Although the United Kingdom has an adversarial political system, there have often been areas of agreement or bipartisanship between the two main parties at the time, currently Labour and the Conservatives, on a number of issues. This may extend to other parties, like the Liberal Democrats or Scottish National Party. Areas of agreement have tended to include Foreign policy and policy towards Northern Ireland.
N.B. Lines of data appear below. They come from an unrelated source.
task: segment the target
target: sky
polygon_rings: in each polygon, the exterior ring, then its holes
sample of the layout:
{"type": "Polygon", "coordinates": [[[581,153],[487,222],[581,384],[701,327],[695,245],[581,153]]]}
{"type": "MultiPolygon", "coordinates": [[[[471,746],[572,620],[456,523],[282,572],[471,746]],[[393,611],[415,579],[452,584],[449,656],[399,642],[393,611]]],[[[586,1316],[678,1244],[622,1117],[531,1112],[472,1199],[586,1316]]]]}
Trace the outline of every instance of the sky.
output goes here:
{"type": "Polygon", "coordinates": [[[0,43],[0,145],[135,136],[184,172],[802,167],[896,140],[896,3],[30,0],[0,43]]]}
There is also a convention within British politics to have formal and semi-secret cooperation facilitated by both parties parliamentary whips and senior civil servants, a process often referred to as the usual channels.

US perspectives
US commentators have sought to apply their understanding of bipartisanship to analyses of the UK situation. According to political analyst James Fallows in The Atlantic (based on a "note from someone with many decades' experience in national politics"), bipartisanship is a phenomenon belonging to a two-party system such as the political system of the United States and does not apply to a parliamentary system (such as Great Britain) since the minority party is not involved in helping write legislation or voting for it. Fallows argues that in a two-party system, the minority party can be obstructionist and thwart the actions of the majority party.

However, analyst Anne Applebaum in The Washington Post suggested that partisanship had been rampant in the United Kingdom and described it as "a country in which the government and the opposition glower at each other from opposite sides of the House of Commons, in which backbenchers jeer when their opponents speak." Applebaum suggested there was bipartisanship in the UK with the Conservative/Liberal Democrat coalition in 2010.